Upgrading the ship is accomplished by spending the money of the game, Scrap. You gain scrap via random events or after fights. You can spend it to upgrade your ship, or to buy weapons, drone schematics, hire crew, or supplies like missiles, drone parts, and fuel. Oh yeah, did I forget to mention you have a limited fuel supply for your engines and a jump consumes one fuel? I probably did. Anyway, you have full control over what systems get upgraded, but you are at the mercy of the Random Number Generator (RNG) as to what weapons you will get or have available for purchase.

You can name your ship and your crew, as well as select the gender of any human crew. I recommend not bothering. Why? This game is a Rogue-like and that means a few things. First, no save/reload. You get one save game, period, so while you can resume a game if you stop playing, you cannot reload a previous save ever. Second, perma-death. That's right, if you die, you die. And trust me, you WILL die. A Lot. "But Will, this sounds pretty harsh!" Yes, yes it does. It is okay though because whole games can be played in about an hour or so, and you can unlock new things even if you don't win the game. My first game ended terribly in Sector 4 when I forgot to close the outer vents to the ship and my crew choked to death on my incompetence. The next game, I got a little farther. In fact, I haven't ever beaten the game, though I've seen most everything it has to offer. It has two difficulty modes labeled Easy and Normal. These labels are lies. The actual difficulties are You're Gonna Die and Fuck You. A lot of the difficulty comes from the random nature of the game. I cruised through one game all the way to Sector 8 without any real issues...only to find I hadn't upgraded my ship NEARLY enough to take on the final set of encounters. Other times you'll get jumped in Sector 3 by a pirate ship during a solar flare and both of you will roast to death.

I really, really enjoy this game. The random nature of it means you never know exactly what you are going to get on a playthrough, and the fact that a full game is fairly quick means it is easy to pick up and put down.
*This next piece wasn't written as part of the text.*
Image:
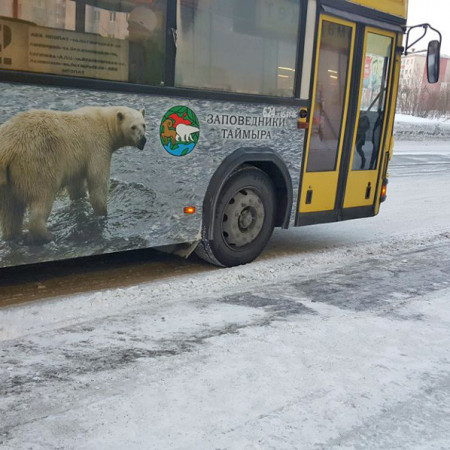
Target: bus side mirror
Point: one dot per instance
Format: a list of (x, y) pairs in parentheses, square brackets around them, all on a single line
[(433, 61)]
There is a mildly steep learning curve, but the in game tutorial gives you the basic controls while the deeper strategies will emerge as you try different things. There are a ton of things to unlock (new ships and layouts, several tiers of achievements) that keep things interesting even if you haven't beaten the game. The gameplay is unique and entertaining, reminding me a LOT of some of the other "ship simulators" I played years ago (like Star Trek: Starfleet Captain or Command or something like that), in a compact package. The story is...well, nigh non-existent, but that is okay because this is not a very deep game. What will hook you is the gameplay and the thrill of discovering new encounters you've not seen or choosing alternate paths on different play throughs.

Overall, this is a fun game that was well worth the $10 I spent on it. On a scale of 5 frowny faces to 5 smiley faces, I give it a solid 2 smiley faces. It is a great casual game, but it has a lot of gameplay depth to keep you coming back for more. The story is a bit thin and the graphics are modest at best, but I had a great time with it.